If something doesn’t happen soon, we will be drifting towards being a country we really shouldn’t want to become. One where the best thing you can do when starting out in life is to choose your parents wisely.
My view is that solutions to these problems, if they arise, usually happen more quickly. I can’t imagine generations of Australians simply giving up on a way of life that provides a lot of dignity and security that easily.
Here is what I think is a scenario before hordes of our disenfranchised youth march through streets, throwing bricks through windows, protesting at being forced to live itinerant lives in expensive rental accommodation.
It is a version of austerity, but one that does not mean depression levels of unemployment, and it is already unfolding.
It is becoming apparent that inflation is now a home-grown affair. The government keeps talking about international factors such as wars and supply side issues arising from the pandemic. On all objective grounds, that cover is growing thin.
The international factor that counts the most now is the level or Net Overseas Migration.
We have an intemperate level of government involvement in the economy that is crowding out private investment and increasing aggregate demand. This is from things such as expenditure on the NDIS and infrastructure spending by the states. We predicate it on structural deficit spending that is hidden by the strength of the boom in our commodities.
Policy or Targets
Another factor is the communist style targets that are replacing rational policy in the energy transition. The value of subsidies and number of regulations that have distorted the energy market to date will soon pale into insignificance as the government doubles down on its carbon reduction targets.
A low unemployment is exerting a powerful influence on wage negotiations. Aided by recent decisions to subsidise the wages of care workers and significant increases in minimum wages.
The pressure for this is unrelenting and will mean that the inflation rate will take far longer to get back to the acceptable range than earlier thought. It will even start rising again.
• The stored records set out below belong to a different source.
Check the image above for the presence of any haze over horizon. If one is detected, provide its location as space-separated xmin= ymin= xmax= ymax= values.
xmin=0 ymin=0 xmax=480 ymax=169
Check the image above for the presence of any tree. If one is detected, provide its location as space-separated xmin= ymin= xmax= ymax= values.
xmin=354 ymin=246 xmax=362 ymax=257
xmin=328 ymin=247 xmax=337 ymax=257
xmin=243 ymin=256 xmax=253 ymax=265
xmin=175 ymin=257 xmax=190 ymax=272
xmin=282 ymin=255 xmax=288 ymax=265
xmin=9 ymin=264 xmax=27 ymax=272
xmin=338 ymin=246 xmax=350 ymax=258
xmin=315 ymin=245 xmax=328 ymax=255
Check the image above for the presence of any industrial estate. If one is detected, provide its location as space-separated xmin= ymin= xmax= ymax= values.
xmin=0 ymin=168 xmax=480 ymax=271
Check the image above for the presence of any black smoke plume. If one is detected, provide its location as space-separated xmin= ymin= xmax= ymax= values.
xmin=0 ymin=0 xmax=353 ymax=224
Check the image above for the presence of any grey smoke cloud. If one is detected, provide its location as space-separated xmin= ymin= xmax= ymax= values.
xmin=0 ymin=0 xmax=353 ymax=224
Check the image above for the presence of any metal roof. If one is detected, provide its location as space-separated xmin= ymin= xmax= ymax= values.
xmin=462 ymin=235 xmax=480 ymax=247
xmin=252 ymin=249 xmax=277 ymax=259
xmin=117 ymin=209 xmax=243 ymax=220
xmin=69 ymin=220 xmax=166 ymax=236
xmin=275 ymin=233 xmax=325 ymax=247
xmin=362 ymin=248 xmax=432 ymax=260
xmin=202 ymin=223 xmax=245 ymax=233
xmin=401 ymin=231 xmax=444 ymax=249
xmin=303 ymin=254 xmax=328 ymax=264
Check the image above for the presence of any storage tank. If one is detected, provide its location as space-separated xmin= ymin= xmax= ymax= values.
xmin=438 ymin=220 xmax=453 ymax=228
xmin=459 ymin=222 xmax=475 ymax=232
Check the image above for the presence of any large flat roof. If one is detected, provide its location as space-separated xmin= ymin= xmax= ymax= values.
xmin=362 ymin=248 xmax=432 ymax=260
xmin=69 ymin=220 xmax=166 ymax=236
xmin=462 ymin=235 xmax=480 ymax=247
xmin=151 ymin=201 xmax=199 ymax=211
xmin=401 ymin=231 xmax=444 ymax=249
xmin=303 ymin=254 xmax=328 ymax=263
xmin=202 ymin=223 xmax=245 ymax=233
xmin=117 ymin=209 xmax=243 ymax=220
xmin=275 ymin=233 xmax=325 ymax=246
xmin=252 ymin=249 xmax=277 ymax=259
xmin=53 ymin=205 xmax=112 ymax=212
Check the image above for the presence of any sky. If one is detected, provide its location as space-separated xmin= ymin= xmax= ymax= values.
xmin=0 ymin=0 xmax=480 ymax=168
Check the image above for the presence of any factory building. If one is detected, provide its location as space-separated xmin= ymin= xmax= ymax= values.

The Reserve Bank will target this entrenching of an unacceptably high inflation rate in a manner which it has warned us about and in the only way that is available to us that works. Interest rates will remain high and possibly go higher.
The time that it takes to get prices and incomes back in line will be shorter if incomes are rising at 6 to 7% rather than 3 to 4%. But with no additional productivity, it will mean that interest rates will be substantially higher for longer.
The Brutality
This brutal process has the potential to speed up returning house prices to normality regarding the measure highlighted earlier. House prices in terms of a multiple of average income.
The degree of brutality will depend on the degree of crowding out of private investment that the government undertakes and the level of Net Overseas Migration.
The only way to ease the brutality is not by cutting Net Overseas Migration, which is a policy lever that at least the government could use.
That is the only measure stopping us from slipping from a per capita recession to a full-blown one.
Increased productivity driven by economic reform is the only way to ease it. That is not even on the table for discussion.
Australia’s housing affordability crisis of 2023 looks set to last for a long while yet.